Wenn man nochmal auf den Link auf der Fehlerseite klickt dann werden die Bilder geladen.


----------



## craiziks (14. August 2011)

Hmmm... aso...

Naja, wegen dem stromverbrauch. Wenn ich das SGS1 mit dem SGS2 vergleiche hält das s1 länger durch. Ich finde das kommt ganz schön überstürtzt. Man sollte erstmal alles für dual und quad vorbereiten. Denn momentan gibt es zugegebenermaßen nur sehr wenige apps die auch dualcore unterstützen.


----------



## NSGR (15. August 2011)

Ich finde es quatsch . Aber ich gehöre wahrscheinlich auch zu den Wenigen , die das Handy wirklich nur zum telefonieren benutzen  . Bei mir kommt es auf einen gut leserlichen Bildschirm und auf ein sauber strukturiertes Menü an . Der Empfang spielt natürlich auch noch eine Rolle .
MfG


----------



## Charlie Harper (15. August 2011)

Das Teil kommt aus China, da sind 380€ kein abwegiger Preis. Ich würde mir aber kein Gerät dieser Marke kaufen, da man nicht sagen kann wie gut der Support ist. Außerdem kann man nichts über die Qualität dieser Geräte sagen. Da vertraue Ich lieber Samsung, HTC, LG, ... und warte noch etwas länger. 4 Kerne müssen auch erst mal unterstützt werden.


----------



## Kubiac (15. August 2011)

Google wird es sicher schaffen die 4 Kerne allein mit Android auszulasten. Schließlich braucht es ja einen Grund sowas sinnloses auf den Markt zu bringen.


----------



## Dr Bakterius (15. August 2011)

4 Kerne? Oh mann, braucht man das wirklich? Als nächstes käme dann das Akkupack im Rucksack


----------



## Patze93 (15. August 2011)

Finde es richtig gut, was die ganzen Unbekannten China Firmen da machen, da wos jetzt Android gibt  Genau so "ZTE" habe selber das Blade und bin begeistert. Und jetzt der Nachfolger erst das ZTE Skate für 140 Pfund. Man findet kein Handy im Prepaid Bereich wo so gut ist zu dem Preis. Genau so wird es denk ich hier werden. Man muss es auch einfach mal wagen. Dachte bei ZTE auch... Ohje das wird was, und jetzt einfach geil. Mal schauen eventuell leg ich mir das noch zu mit der Top-Hardware


----------



## DUNnet (15. August 2011)

4 Kerne - schon mal überlegt das man die sogar ziemlich gescheit nutzen kann?
Indem jeder Kern mit nur 500 MHz Taktet, dann kann man zumeist 3 Abschalten,
erst für Apps oder die Kamera, Internet etc. bräuchte man mehr.

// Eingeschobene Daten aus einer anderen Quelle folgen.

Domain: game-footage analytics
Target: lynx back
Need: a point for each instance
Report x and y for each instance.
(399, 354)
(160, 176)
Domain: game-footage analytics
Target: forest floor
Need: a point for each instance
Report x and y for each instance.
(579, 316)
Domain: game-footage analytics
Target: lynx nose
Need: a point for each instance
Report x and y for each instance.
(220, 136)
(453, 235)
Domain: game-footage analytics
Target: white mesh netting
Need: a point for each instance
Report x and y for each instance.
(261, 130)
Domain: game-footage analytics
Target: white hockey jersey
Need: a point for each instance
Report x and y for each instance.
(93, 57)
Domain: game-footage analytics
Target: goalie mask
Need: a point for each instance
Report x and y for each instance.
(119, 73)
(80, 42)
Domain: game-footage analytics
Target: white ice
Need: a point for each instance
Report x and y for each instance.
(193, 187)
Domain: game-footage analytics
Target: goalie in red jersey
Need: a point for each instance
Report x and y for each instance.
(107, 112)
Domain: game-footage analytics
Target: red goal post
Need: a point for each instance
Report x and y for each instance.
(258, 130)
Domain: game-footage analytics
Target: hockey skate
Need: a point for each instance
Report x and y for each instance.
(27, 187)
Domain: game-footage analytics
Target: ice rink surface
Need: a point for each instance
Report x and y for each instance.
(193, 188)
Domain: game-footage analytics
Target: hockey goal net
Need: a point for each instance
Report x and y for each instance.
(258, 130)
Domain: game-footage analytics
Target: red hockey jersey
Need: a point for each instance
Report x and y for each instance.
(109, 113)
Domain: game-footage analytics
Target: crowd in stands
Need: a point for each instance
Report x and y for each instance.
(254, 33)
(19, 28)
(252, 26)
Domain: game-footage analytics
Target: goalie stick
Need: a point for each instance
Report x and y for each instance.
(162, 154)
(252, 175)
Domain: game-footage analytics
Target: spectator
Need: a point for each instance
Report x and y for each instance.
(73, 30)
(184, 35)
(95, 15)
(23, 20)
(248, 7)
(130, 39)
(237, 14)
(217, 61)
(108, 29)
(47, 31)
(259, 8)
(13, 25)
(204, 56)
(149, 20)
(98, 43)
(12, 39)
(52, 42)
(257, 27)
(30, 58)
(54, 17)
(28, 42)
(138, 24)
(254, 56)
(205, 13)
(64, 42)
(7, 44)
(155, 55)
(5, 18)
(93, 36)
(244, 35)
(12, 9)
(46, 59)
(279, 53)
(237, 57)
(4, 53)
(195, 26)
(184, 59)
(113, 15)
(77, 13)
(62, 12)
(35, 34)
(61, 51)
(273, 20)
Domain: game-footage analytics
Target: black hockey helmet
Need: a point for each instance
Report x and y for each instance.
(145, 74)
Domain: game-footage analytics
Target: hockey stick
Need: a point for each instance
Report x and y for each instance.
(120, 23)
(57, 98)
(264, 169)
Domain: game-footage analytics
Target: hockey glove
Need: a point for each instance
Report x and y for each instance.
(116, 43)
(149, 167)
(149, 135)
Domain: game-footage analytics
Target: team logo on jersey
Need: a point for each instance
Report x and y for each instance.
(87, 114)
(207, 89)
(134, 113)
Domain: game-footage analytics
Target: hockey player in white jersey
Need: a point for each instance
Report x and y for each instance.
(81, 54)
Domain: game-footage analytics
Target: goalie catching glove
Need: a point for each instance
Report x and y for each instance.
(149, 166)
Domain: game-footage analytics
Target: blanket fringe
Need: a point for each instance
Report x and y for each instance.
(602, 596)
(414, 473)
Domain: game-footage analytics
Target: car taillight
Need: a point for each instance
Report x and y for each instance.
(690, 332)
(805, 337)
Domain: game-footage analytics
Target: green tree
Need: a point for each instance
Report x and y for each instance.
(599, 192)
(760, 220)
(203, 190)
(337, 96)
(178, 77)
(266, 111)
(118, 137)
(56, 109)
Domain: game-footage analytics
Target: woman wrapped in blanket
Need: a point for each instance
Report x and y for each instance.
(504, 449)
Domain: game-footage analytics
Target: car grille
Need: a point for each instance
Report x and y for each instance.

Über die Qualität weiß ich nichts, aber erste Google Tendenzen sagen Meizu ist nicht schlecht!
Mal schauen was die Testergebnisse sagen wenn es kommt, irgendein Enthausiast aus ´nem Forum kaufts schon.




Gruß


----------



## KennyKiller (15. August 2011)

Hört sich wirklich vielversprechend an, wird wohl nicht mehr lange dauern bis auch die nahmhaften Hersteller wie Samsung, LG, HTC oder Motorola ihre 4Kern Phones vorstellen werden...  Ich bin gespannt  Zu dem Thema 4Kerne sind zuviel, man kann nie genug Leistung haben  Ich kann mich noch genau dran erinnern als die ersten Quadcores für PCs von Intel released wurden, sogut wie jeder war dagegn "abgeneigt", ich hab mir sofort das erste Modell, oder eines der ersten Modelle(Q9300) zugelegt und benutzte es immernoch, mit nem DualCore wär ich nicht so weit gekommen...


----------



## hotfirefox (15. August 2011)

Ahab schrieb:


> 4 Kerne, so ein Unsinn...


 
Geb ich dir recht!
Die Akkus sind im Moment dafür nicht geeignet, selbst mein Tegra II Handy ist ruck zuck leer und das hat nur nen Dualcore 



Dr Bakterius schrieb:


> Als nächstes käme dann das Akkupack im Rucksack


So etwas gibt es schon 
Ein Beispiel Universal Externer Akku Akkupack für MP4 GPS PSP Handy | eBay



KennyKiller schrieb:


> ich hab mir sofort das erste Modell, oder eines der ersten Modelle(Q9300) zugelegt und benutzte es immernoch, mit nem DualCore wär ich nicht so weit gekommen...


 
Nö war nicht einer der ersten dein Quad!
Du hast ne ganze Generation verpast!


----------



## xdevilx (15. August 2011)

Ezio schrieb:


> Die sollten besser eine CPU mit einem Kern und weniger Stromverbrauch entwickeln, die Akkulaufzeit aller Smartphones ist noch völlig inakzeptabel.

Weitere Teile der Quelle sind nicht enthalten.